A ampliação do Aeroporto Tancredo Thomas de Faria, anunciada pelo Governo do Paraná nesta sexta-feira (20), em Guarapuava, não depende apenas do investimento estadual de R$ 117 milhões. Para que o projeto avance, o município terá que cumprir uma série de contrapartidas, principalmente relacionadas à reorganização de áreas no entorno do aeroporto, incluindo desapropriações e a realocação de famílias que hoje ocupam terrenos próximos.
Durante coletiva de imprensa, o prefeito Denilson Baitala explicou que a prefeitura ainda está levantando os detalhes dessas contrapartidas e reconheceu que existem desafios internos a serem resolvidos antes do início efetivo das obras.
“Eu não vi ainda o valor da contrapartida”, afirmou.
Apesar da falta de números consolidados, o prefeito detalhou que o município já iniciou tratativas internas para viabilizar a ampliação da estrutura aeroportuária. Entre os principais pontos está a situação de áreas ocupadas irregularmente.
“Mas se há, nós temos outras demandas aqui internas do município para cumprir, porque é uma remodelação total do aeroporto. Então nós estamos já, o secretário Júlio, junto com a executiva e o secretário de Administração, já estão vendo essa logística, porque nós temos problemas internos também na área do aeroporto, que nós temos que resolver”, disse.
Um dos principais entraves citados por Baitala é a existência de ocupações em terrenos que pertencem ao município. Segundo ele, a prefeitura não pretende realizar remoções sem garantir alternativa para as famílias.

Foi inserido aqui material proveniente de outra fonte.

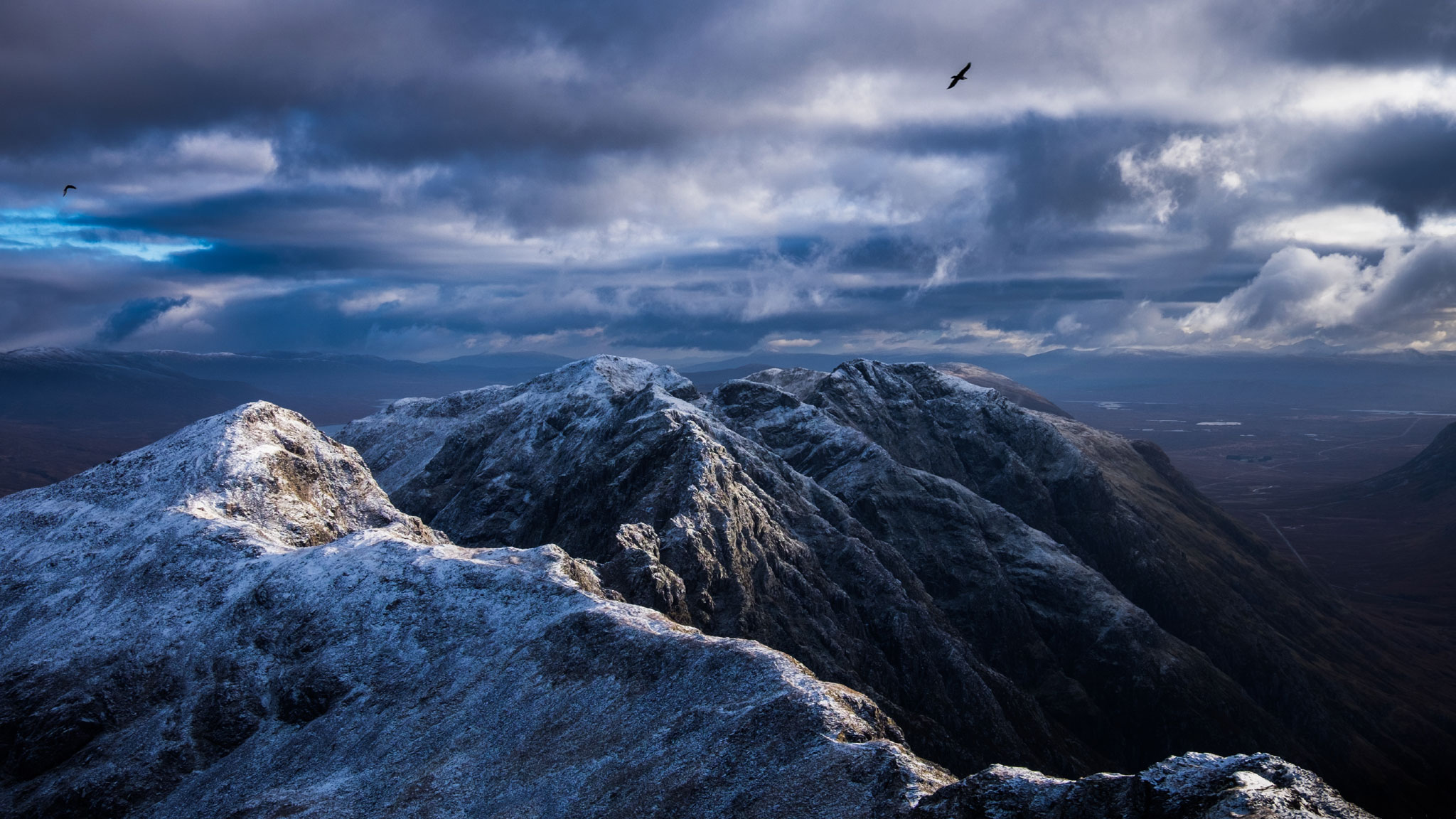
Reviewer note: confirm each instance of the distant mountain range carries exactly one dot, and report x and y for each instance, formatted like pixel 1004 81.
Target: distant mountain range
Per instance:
pixel 68 410
pixel 790 598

“Nós temos até uma invasão de um terreno da prefeitura, que o secretário de Habitação já está vendo outro terreno que nós vamos usar o fundo de habitação, porque também nós não queremos deslocar nenhuma pessoa que está colocada numa área de invasão. Nós vamos locar em outro terreno da Prefeitura Municipal”, afirmou.
Além da situação das famílias, o prefeito também mencionou a necessidade de negociação com proprietários de imóveis localizados nas proximidades do aeroporto. Essas áreas podem ser afetadas pela ampliação da pista e pela reconfiguração da estrutura.
“As desapropriações. Quanto vai custar? Eu não tenho esses números exatos. Mas os técnicos das secretarias já estão negociando com as pessoas que são proprietárias dos imóveis em torno do aeroporto para que tenha a ampliação do aeroporto”, disse.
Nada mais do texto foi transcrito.